Matrimoni, i giochi ufficiali, le danze celtiche: un momento in cui essere
eleganti, essere se stessi e ricordare a chi si appartiene.
Ho chiuso gli
occhi: pensa in Italia uno che dice “Vado a votare” mettendo l’abito più bello, magari quello del
matrimonio. Si vede che è sera e ho voglia di sognare. Forse è meglio scegliere
il posto adatto per farlo.
LA CITTA’ DELLA
LUCE
Ci vuole sempre un
istante solenne quando ci si congeda dagli amici. Girare per Dundee è tutto
tranne che facile, persino la notte, con le deviazioni impartite a ripetizione.
Ma c’è un modo per
abbracciarla interamente: si chiama Dundee Law. Quest’ultima parola è gaelica,
non inglese: non c’entra con la legge, bensì significa collina. Siamo a 174
metri sul mare e c’è un memoriale dedicato ai caduti delle guerre.
Lo spazio di
manovra qui è minimo e non possiamo sostare a lungo, ma è una sera meravigliosa
per cui salire e divorare il panorama con gli occhi. Limpido, il cielo, che
spesso viene percosso dal vento a Dundee. Sembra una piccola Los Angeles, la
città delle luci, della vita, cantata dai Doors.
Ma non è la canzone
con cui chiudo il viaggio, perché questa notte è già sospinta verso il domani.
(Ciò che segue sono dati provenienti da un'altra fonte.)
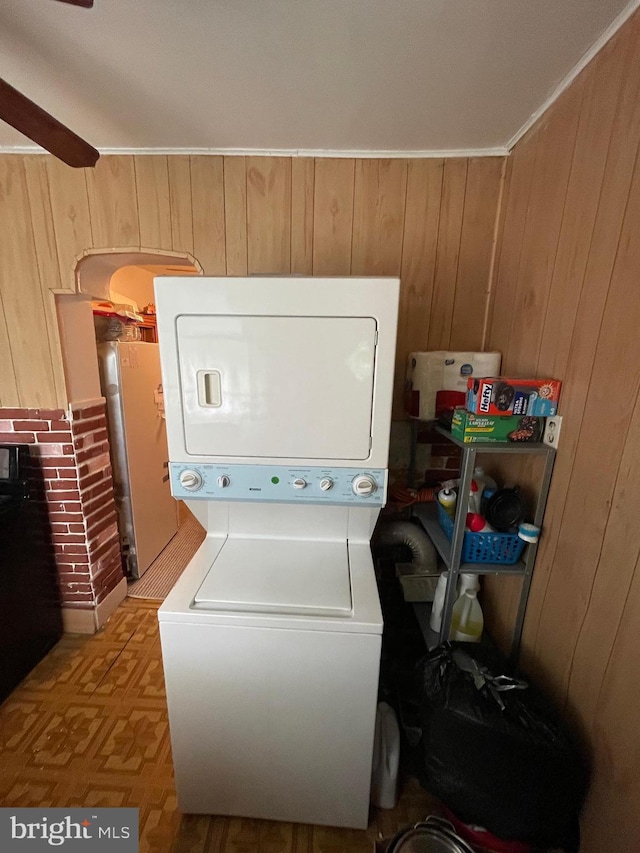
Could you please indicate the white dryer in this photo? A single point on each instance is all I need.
(278, 404)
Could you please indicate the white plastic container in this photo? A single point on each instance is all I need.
(467, 621)
(386, 758)
(441, 370)
(447, 499)
(435, 620)
(468, 581)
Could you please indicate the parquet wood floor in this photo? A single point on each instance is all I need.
(89, 727)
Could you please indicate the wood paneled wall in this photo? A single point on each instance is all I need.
(566, 304)
(429, 221)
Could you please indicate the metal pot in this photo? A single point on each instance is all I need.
(433, 835)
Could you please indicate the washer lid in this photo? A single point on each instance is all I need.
(294, 576)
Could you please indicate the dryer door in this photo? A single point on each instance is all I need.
(281, 387)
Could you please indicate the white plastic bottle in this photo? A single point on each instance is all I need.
(474, 498)
(447, 499)
(468, 581)
(467, 621)
(435, 620)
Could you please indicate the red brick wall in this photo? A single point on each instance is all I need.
(444, 458)
(74, 456)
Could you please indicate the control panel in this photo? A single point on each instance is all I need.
(279, 483)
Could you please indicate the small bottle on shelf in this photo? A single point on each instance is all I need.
(447, 499)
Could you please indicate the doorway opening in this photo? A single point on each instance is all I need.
(110, 352)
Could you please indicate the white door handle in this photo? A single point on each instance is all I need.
(209, 388)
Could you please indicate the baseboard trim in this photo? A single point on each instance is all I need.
(106, 607)
(75, 621)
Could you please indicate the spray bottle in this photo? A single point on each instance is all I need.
(447, 500)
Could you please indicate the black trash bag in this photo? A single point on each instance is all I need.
(495, 752)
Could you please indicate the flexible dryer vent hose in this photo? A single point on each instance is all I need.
(406, 533)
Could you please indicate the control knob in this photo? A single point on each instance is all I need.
(364, 485)
(191, 480)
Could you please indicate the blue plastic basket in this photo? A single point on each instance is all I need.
(504, 548)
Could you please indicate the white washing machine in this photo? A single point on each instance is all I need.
(278, 403)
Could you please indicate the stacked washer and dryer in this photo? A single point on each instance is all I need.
(278, 404)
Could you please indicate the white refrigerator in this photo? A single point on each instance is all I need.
(147, 513)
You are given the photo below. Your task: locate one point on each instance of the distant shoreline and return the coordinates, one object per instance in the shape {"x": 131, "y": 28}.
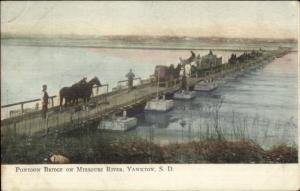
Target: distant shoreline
{"x": 137, "y": 47}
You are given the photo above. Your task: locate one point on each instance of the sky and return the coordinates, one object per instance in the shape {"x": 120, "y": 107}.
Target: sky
{"x": 243, "y": 19}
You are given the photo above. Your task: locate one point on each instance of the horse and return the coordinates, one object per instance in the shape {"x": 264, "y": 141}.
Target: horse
{"x": 85, "y": 90}
{"x": 78, "y": 90}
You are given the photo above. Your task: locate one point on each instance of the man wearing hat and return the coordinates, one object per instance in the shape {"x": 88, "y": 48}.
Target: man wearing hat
{"x": 130, "y": 76}
{"x": 45, "y": 99}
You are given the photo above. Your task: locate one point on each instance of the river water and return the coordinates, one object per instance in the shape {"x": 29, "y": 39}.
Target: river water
{"x": 259, "y": 105}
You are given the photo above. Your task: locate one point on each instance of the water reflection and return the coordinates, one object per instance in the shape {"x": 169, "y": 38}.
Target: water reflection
{"x": 253, "y": 106}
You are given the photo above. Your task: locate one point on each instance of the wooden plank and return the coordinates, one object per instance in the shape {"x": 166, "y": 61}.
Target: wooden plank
{"x": 24, "y": 102}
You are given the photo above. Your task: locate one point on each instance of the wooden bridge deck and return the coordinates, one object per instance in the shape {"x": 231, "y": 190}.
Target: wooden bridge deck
{"x": 57, "y": 120}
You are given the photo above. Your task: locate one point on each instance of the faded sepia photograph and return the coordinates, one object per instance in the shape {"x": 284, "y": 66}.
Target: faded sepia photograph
{"x": 149, "y": 82}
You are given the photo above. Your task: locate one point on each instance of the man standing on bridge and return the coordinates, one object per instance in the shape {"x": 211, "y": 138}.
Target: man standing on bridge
{"x": 45, "y": 99}
{"x": 130, "y": 76}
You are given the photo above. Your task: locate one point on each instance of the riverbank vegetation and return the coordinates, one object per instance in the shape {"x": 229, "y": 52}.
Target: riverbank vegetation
{"x": 109, "y": 147}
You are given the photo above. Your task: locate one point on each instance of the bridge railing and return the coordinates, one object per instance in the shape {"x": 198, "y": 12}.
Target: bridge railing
{"x": 22, "y": 103}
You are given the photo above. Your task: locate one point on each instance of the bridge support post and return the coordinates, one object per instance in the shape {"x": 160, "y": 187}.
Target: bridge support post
{"x": 22, "y": 108}
{"x": 52, "y": 101}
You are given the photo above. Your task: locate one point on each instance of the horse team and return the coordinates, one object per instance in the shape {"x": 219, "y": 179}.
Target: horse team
{"x": 80, "y": 90}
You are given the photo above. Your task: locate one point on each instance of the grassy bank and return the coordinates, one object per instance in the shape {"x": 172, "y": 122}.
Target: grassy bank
{"x": 112, "y": 148}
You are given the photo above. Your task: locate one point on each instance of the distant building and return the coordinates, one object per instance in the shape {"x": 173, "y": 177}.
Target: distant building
{"x": 208, "y": 61}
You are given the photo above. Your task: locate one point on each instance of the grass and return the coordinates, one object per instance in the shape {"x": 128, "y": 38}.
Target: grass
{"x": 115, "y": 148}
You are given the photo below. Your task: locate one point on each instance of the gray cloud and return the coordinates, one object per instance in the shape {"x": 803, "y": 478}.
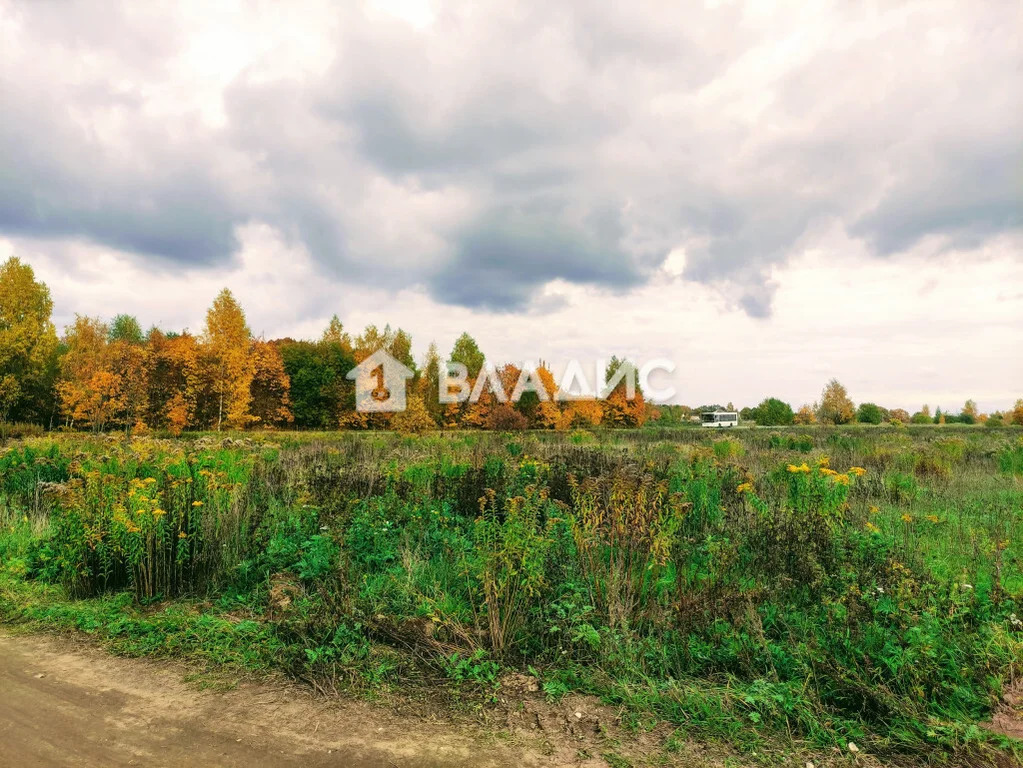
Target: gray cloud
{"x": 485, "y": 155}
{"x": 501, "y": 259}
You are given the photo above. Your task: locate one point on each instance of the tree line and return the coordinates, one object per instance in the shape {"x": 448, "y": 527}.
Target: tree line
{"x": 100, "y": 375}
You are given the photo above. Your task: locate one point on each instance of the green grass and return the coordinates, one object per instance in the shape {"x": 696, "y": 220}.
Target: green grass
{"x": 758, "y": 589}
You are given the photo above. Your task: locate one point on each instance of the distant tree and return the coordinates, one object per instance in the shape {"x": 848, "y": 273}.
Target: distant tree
{"x": 466, "y": 352}
{"x": 807, "y": 414}
{"x": 428, "y": 384}
{"x": 619, "y": 409}
{"x": 1017, "y": 413}
{"x": 226, "y": 341}
{"x": 28, "y": 344}
{"x": 773, "y": 412}
{"x": 335, "y": 333}
{"x": 836, "y": 407}
{"x": 316, "y": 370}
{"x": 923, "y": 416}
{"x": 126, "y": 328}
{"x": 89, "y": 391}
{"x": 130, "y": 361}
{"x": 870, "y": 413}
{"x": 270, "y": 388}
{"x": 505, "y": 418}
{"x": 900, "y": 415}
{"x": 414, "y": 419}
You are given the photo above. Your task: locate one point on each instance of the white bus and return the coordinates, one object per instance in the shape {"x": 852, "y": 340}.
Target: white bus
{"x": 720, "y": 419}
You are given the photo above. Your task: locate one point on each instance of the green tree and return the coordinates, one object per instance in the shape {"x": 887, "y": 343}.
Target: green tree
{"x": 969, "y": 414}
{"x": 836, "y": 407}
{"x": 773, "y": 412}
{"x": 226, "y": 340}
{"x": 126, "y": 328}
{"x": 466, "y": 352}
{"x": 28, "y": 344}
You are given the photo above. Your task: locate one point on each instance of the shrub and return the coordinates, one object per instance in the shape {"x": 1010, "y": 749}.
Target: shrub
{"x": 869, "y": 413}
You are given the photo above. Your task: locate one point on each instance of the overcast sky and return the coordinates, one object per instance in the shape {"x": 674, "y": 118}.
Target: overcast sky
{"x": 769, "y": 194}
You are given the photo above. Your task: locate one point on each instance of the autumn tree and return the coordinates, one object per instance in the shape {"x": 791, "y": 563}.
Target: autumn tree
{"x": 174, "y": 378}
{"x": 622, "y": 408}
{"x": 899, "y": 414}
{"x": 969, "y": 414}
{"x": 870, "y": 413}
{"x": 226, "y": 342}
{"x": 772, "y": 412}
{"x": 126, "y": 328}
{"x": 414, "y": 419}
{"x": 270, "y": 387}
{"x": 835, "y": 407}
{"x": 466, "y": 352}
{"x": 1016, "y": 415}
{"x": 807, "y": 414}
{"x": 89, "y": 391}
{"x": 130, "y": 361}
{"x": 428, "y": 384}
{"x": 28, "y": 343}
{"x": 335, "y": 334}
{"x": 923, "y": 416}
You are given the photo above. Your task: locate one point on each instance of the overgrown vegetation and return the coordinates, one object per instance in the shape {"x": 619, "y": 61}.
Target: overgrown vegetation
{"x": 769, "y": 589}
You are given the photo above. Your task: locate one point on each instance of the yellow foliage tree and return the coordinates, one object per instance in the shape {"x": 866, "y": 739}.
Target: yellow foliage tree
{"x": 271, "y": 405}
{"x": 836, "y": 407}
{"x": 28, "y": 341}
{"x": 1017, "y": 413}
{"x": 806, "y": 415}
{"x": 226, "y": 342}
{"x": 89, "y": 390}
{"x": 414, "y": 419}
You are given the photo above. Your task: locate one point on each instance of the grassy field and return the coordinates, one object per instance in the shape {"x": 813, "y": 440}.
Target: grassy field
{"x": 775, "y": 590}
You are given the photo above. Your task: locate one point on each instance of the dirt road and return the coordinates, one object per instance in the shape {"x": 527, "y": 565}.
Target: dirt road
{"x": 67, "y": 705}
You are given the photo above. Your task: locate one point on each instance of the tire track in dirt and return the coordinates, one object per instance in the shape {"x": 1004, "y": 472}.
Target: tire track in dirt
{"x": 62, "y": 704}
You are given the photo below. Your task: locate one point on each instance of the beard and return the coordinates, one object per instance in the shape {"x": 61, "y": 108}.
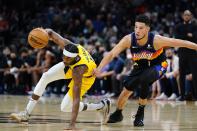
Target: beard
{"x": 140, "y": 38}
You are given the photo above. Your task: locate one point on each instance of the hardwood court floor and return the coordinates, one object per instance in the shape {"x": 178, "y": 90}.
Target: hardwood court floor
{"x": 159, "y": 116}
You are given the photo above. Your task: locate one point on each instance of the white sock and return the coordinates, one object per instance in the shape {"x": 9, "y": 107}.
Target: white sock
{"x": 93, "y": 106}
{"x": 30, "y": 106}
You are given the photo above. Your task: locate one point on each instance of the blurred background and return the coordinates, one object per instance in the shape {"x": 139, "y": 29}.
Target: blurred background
{"x": 97, "y": 25}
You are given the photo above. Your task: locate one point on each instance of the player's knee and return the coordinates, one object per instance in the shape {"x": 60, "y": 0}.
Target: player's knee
{"x": 66, "y": 107}
{"x": 45, "y": 75}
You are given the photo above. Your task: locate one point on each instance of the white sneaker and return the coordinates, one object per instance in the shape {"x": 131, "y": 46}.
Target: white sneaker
{"x": 161, "y": 97}
{"x": 105, "y": 110}
{"x": 172, "y": 97}
{"x": 20, "y": 117}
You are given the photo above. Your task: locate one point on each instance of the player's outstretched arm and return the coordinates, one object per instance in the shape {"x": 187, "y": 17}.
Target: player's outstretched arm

Verso il ritorno a Edimburgo, passando dalle infinite campagne e salutando
l’ormai imminente Ryder Cup dai cui cartelli si viene tempestati. Verso la
partenza per l’Italia.
Verso il futuro
della Scozia e del Regno Unito, di ogni nazione e di ogni angolo di terra,
comunque si chiamino o si chiameranno un giorno.
La canzone
- WHEN TOMORROW COMES
– Eurythmics
Annie Lennox e
David A. Stewart: lei scozzese, lui inglese. Una miscela esplosiva ed elegante
per la musica britannica, che conquista i fans di tutto il mondo.
Impegnata in molte
cause umanitarie, Annie – ragazza di Aberdeen - non si tira indietro sulla
questione referendaria, ma va con i piedi di piombo: né giocatrice d’azzardo,
né veggente, crede che si tratti di una questione troppo complessa, da
soppesare cautamente. Quando posta su Facebook l’Union Jack, si scatenerà il
putiferio, ma lei replicherà: “Non c’erano messaggi nascosti, io neanche posso
votare non risiedendo lì, spetta solo al popolo scozzese scegliere”.
Andrà giù più
pesante cogliendo i sospiri postreferendari:
“Basta con i sentimenti anti inglesi, crescete”.
Il bello di questa
canzone che vuole essere d’amore, ma di un amore mai stretto nei confini, è
quanto ci sentiamo piccoli nell’universo. E’ che c’è qualcosa di eterno, e lo
ricordano le stelle con la loro luce proveniente da milioni di anni. Quelle
stelle che sulle Highlands hanno un sorriso magnetico e che sulle città di
Scozia impallidiscono di fronte alle luci artificiali sempre più vivaci.
In queste note
d’amore è racchiusa la promessa, per quando il futuro arriverà: esserci,
sempre; essere la persona (o il popolo) che fa la differenza, che aspetta, che
abbraccia chi appare fragile come un bambino.
Essere la persona
su cui si può contare. Quando il domani arriverà, non sarà con un referendum,
sarà anche solo rimanendo fedeli a se stessi. E quel “solo” sta già stretto come
una frontiera.
C’è un sì che si
può pronunciare, sempre, ed è quello che permette di stare accanto all’altro,
in questo mondo pericoloso.
Aspettando il domani, spero che chi ha detto no,
aiuti a ricucire con quella gentilezza, quell’attenzione all’altro che sono
squisitamente scozzesi. E chi ha scritto sì, continui a metterlo in pratica
rimanendo leale a se stesso e alla propria storia.